Mutual funds and life insurance are two distinct products
There were some announcements recently by the Life Insurance Council, a lobbying body formed by life insurance companies. Broadly, these announcements appeared to say two things: that the terminology of unit-linked insurance plans (Ulips) would be made uniform and that insurance companies would refuse to underwrite insurance-linked schemes issued by mutual fund companies.
Behind these announcements is the ongoing struggle between life insurance companies and mutual funds. Mutual funds and life insurance are two distinct products, one intended as a savings vehicle and the other a safety net. However, this distinction has blurred over the last few years. Indeed, one gets a feeling the life insurance companies are also in the business of running mutual funds, categorised somewhat differently as unit-linked insurance plans (Ulips).
Ulips have a mix of characteristics of both insurance and mutual fund schemes.
Crucially, however, the mutual fund aspect of Ulips is regulated by the government under a very different set of rules compared with the real mutual funds.
From the investors’ point of view, the biggest difference between the two categories pertains to how much of his money is actually used for his insurance and his savings and how much is taken away to pay commissions to agents and towards the insurance company’s expenses. The second big difference is in the quality of the information he is given about his investments.
Mutual funds deduct less than 2.5% as the agent’s commission. And as per current norms, there is no deduction if investors don’t use an agent and go directly to a fund company.
In Ulips, on the other hand, the agent’s commission varies, but in the first year, it could be as high as 25% and more.
Next is the issue of transparency.
There is a vast difference between the meaning of net asset value (NAV) of Ulips and mutual funds.
In a mutual fund, the NAV announced is net of all expenses and charges the fund company deducts. If your investments were worth Rs 1 lakh when a fund’s NAV was Rs 22, then it will be worth Rs 2 lakh when the fund’s NAV is Rs 44. That’s it.

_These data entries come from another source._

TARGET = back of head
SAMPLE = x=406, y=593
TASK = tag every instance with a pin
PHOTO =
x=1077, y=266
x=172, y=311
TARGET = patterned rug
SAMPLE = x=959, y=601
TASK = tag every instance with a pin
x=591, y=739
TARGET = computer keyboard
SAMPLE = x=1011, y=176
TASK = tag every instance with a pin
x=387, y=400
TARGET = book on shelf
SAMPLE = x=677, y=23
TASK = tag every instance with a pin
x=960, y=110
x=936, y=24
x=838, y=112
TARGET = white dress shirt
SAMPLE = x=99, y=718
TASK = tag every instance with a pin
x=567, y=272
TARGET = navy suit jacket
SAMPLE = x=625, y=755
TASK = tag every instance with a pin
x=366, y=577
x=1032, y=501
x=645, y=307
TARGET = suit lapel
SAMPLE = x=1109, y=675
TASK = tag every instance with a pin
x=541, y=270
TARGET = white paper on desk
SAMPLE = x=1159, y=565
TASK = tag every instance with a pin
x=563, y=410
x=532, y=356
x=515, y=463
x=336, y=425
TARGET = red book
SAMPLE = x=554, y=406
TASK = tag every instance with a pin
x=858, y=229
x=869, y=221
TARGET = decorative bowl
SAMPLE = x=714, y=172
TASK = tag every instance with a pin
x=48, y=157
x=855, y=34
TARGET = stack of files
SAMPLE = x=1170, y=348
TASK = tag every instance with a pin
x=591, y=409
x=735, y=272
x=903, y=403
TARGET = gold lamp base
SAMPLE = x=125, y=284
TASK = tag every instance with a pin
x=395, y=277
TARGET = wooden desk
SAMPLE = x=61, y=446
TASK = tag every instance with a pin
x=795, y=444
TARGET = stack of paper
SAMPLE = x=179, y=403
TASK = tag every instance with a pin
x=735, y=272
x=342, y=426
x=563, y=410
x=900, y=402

The arithmetic of insurance companies is different. NAVs of Ulips are effectively pre-deductions. The NAV may double, but your investments won’t double because the insurance company will reduce the number of units you hold to pay for expenses and commissions etc. This means the announced NAV has no clear and transparent relation to what the unit holders are actually earning.
However, Ulips have been the more successful of the two. News reports say that last year, a total of Rs 55,000 crore was invested (if invested is the right word) in Ulips. In the same period, around Rs 16,000 crore was invested in mutual funds.
We are often told by the insurance industry that this is because Ulips are a superior product. That’s complete rubbish. Ulips are successful because the ultra-high commissions and charges make insurance agents far more aggressive salesmen than those of any other financial products. These charges also enable insurance companies to spend far more on advertising, all from the unit holders’ money. The net result of high-pressure sales is that savings that would otherwise have ended up in mutual funds, bank FDs, PPF, post office deposits and many other asset types is ending up in Ulips, where a good proportion is diverted to pay commissions.
The direction India’s insurance industry has taken in the last few years amounts to regulatory failure. This industry was opened up to foreign capital and provided with a relatively lenient regulatory framework so that it could bring insurance to India’s under-insured masses. Instead, it has ended up focusing its energies (and capital) on selling expensive and opaque mutual funds dressed up as insurance.
It’s tragic that there is no move to even recognise that this problem exists. Indeed, even higher foreign ownership is on its way, supposedly because more capital is needed to Ulip the under-Uliped masses.
But, even the mutual funds don’t seem to be very interested in highlighting these issues, perhaps because many of them are part of financial conglomerates with flourishing insurance businesses.
It is therefore left to the investor to understand the issues and do what he thinks is in his best interest.